No words, only smoke.

“You have nothing to say?” she inquired, drawing the blankets around her. “Or is it that you have no interest in me, beyond what I offer below the waist?”

“Above the waist as well,” he answered in a grimy voice. “You’ve got quite a set.”

It might have aroused her to have heard this a moment before. But now that she was angry, it sounded only crude. She frowned blackly to herself. “Yes. I must have made an irresistible target. Another unfulfilled hausfrau. One among many, no doubt. Stupid in my desires.”

“If you’re intent on torturing yourself like this”—he shrugged—“I can’t stop you.”

“Tell me her name.”

Shaking his head. “Sigrid.”

“It’s a question, Egon. Only a very small one for a mistress. What do you call your wife?”

“I call her by her name.”

“Which is?”

A small breath of concession. “Which is Anna.”

Anna. Sigrid takes the name inside herself, and consigns it to an interior vault. The name of her lover’s wife. “Where is she?” she asked. Nothing. “You have forgotten, perhaps? Now, let’s see… where did I put my wife? Should you search your coat pockets?”

Egon exhaled darkly, then answered. “She’s in Vienna. Her parents are there.”

“How long have you been married to her?”

“Six years.”

“Six years.” It might as well have been a lifetime. It might as well have been a century in comparison to their six frantic months. Six months, one week, and what? How many days? How many hours? How many minutes left? “And does she know?”

“Know?”

“Does she suspect that you so easily slip off your wedding band?”

“I don’t wear a wedding band. I don’t care for symbols of ownership.”

“How convenient for you. And you have children?”

Sigrid, ” he says, glowering.

“Should I assume that the answer is yes?”

“I wouldn’t think you’d be in such a rush to assume anything at this point.”

“But you do, though. Have children , that is.”

“I have daughters,” he admitted. “Two.”

“Ah. You see that wasn’t so difficult. A straight answer.”

“How old?”

He was up, out of the bed. His bare feet padding across the crooked hardwood floor. “How old?” she repeated.

“Five and three.”

“And they have names, like most children?”

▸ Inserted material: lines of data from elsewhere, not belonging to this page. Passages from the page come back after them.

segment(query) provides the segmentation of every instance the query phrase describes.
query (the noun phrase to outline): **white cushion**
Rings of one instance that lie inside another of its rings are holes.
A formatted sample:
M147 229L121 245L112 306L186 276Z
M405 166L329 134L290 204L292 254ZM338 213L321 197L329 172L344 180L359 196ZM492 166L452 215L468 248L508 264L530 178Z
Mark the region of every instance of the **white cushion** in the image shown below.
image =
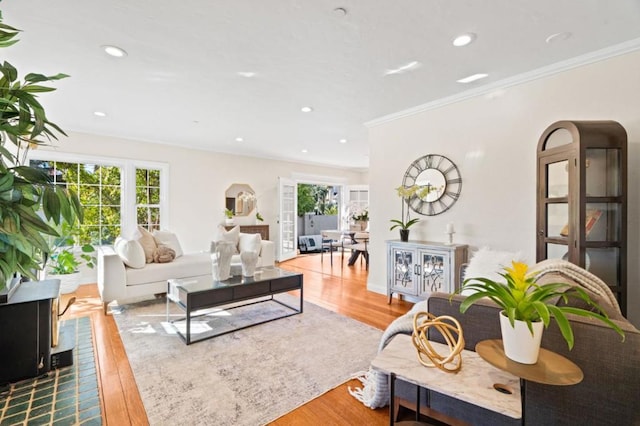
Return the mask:
M240 253L245 251L255 251L260 254L260 243L262 238L260 234L240 234L240 241L238 242L238 250Z
M234 253L238 252L238 242L240 241L240 227L234 226L231 230L227 231L224 226L218 226L218 232L214 241L231 241L235 247Z
M211 275L209 253L189 253L169 263L149 263L144 269L127 269L127 285L143 285L173 278Z
M169 247L175 251L176 258L184 254L184 251L182 251L182 247L180 246L180 241L178 241L178 236L173 232L156 230L153 231L153 238L155 238L158 246Z
M151 263L153 262L153 252L158 248L158 244L153 238L153 234L144 229L142 226L138 226L138 232L140 233L138 242L144 250L144 257L146 258L147 263Z
M500 274L505 272L505 267L511 267L511 262L514 260L516 262L526 262L521 252L492 250L489 247L481 247L471 257L464 272L464 279L488 278L506 285L506 280ZM461 294L468 296L473 293L474 291L465 290Z
M142 245L136 240L116 238L113 248L122 262L130 268L144 268L147 264Z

Uncorking a bottle of schnapps on the battered sideboard, he poured out a glass. Only one glass. “These questions of yours, Sigrid. They have nothing to do with us.”

“No?” said Sigrid, her voice strident.

He faced her, leaning naked against the sideboard’s edge with the drink in his hand. “What we have,” he told her, “is private. Just between you and me. If you must have the words, fine. You know that I love you.”